Tousch: We cannot just ignore them because they affect patients and patient groups. It is unfortunate that these groups ignore research studies and international consensus. All the evidence is there. They must base their position on scientific evidence, but they must also consider real-world evidence (i.e. patient experience). Again, the international consensus confirms the efficacy, safety and importance of patient choice. If you as a healthcare professional do not feel comfortable, you should refer your patient to another practitioner. But the patient’s autonomy must be respected.
Medscape: Have you talked to your doctor about it? If so, how did he react?
Tousch: So many patients are afraid of being rejected, written off or reprimanded. It’s happened before, and it’s unfair and baseless. Personally, I was lucky to have a diabetes specialist who is open, caring and aware of the benefits. She monitors other patients and she sees the benefits. She can only support me. But, even if she hadn’t supported me, should I have missed a treatment opportunity because someone had said no to me?
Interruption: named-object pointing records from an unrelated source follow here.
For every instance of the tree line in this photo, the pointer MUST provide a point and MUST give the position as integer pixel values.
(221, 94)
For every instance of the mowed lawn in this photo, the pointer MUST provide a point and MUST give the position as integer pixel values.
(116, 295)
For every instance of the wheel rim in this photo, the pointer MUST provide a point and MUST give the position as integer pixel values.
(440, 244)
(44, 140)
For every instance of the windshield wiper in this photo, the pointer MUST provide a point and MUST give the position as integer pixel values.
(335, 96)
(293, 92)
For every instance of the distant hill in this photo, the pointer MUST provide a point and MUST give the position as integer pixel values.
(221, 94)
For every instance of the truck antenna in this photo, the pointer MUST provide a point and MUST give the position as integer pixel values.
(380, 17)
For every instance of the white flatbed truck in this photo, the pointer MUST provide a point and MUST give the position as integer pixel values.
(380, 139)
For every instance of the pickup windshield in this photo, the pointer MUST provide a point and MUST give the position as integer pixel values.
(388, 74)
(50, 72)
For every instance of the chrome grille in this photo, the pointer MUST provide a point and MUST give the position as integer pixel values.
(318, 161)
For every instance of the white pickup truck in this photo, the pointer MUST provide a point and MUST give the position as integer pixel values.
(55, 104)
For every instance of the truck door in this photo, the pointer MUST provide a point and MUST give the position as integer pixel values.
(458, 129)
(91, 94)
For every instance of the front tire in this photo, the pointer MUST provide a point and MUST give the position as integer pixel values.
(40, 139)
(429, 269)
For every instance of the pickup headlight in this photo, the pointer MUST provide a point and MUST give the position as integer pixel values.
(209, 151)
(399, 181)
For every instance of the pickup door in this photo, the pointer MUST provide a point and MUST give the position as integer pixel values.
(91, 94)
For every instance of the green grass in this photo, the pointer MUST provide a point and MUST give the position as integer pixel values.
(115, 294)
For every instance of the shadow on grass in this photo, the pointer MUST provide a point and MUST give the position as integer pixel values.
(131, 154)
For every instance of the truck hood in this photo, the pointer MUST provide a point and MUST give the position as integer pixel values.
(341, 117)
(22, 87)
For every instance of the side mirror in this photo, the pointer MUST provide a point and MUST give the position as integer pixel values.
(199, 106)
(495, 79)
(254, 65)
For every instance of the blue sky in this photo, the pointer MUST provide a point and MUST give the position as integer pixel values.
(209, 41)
Medscape: How many people do you think use DIY closed loop systems in France?
Tousch: There are no precise data for France or any other country, simply because many people are afraid to talk about it openly. You can make an estimate by looking at how many people have downloaded the app, but the data is unclear. I would estimate that there are around a thousand people who use this technology in France. This is based on closed-loop community activity on social media.
Medscape: Is there a specific user profile?
Tousch: There are people of all ages and from all walks of life. Some of them are diabetics themselves and others are relatives or parents of someone with diabetes. It’s really interesting because these are parents who have closed-loop systems in place for their children or partners who have closed-loop systems in place for their wives or husbands. There is a real family involvement.
Medscape: Some healthcare professionals, such as Boris Hansel, MD, have pointed to the potential gap between patients with access to closed-loop systems and those without, primarily due to lack of information and education about their condition. What do you think of that?
Tousch: I completely agree. We have the support of many diabetes specialists who fully understand the benefits for their patients. But on a larger scale, information is lacking. I think it is also the responsibility of medical professionals to educate themselves on new treatment options. They need to do more than just get push-up instructions from a representative. They need to go beyond and educate themselves. They must keep themselves informed because the treatment does not depend only on the opinion of a potentially misinformed person. For me, this is what really endangers the health of people living with diabetes.
Nina Tousch is a journalist. Since 2019, she has worked on several online diabetes platforms, including the webzine Chained Diabetes and the Diabetopole site. She currently manages the patient information site Glucose Forever.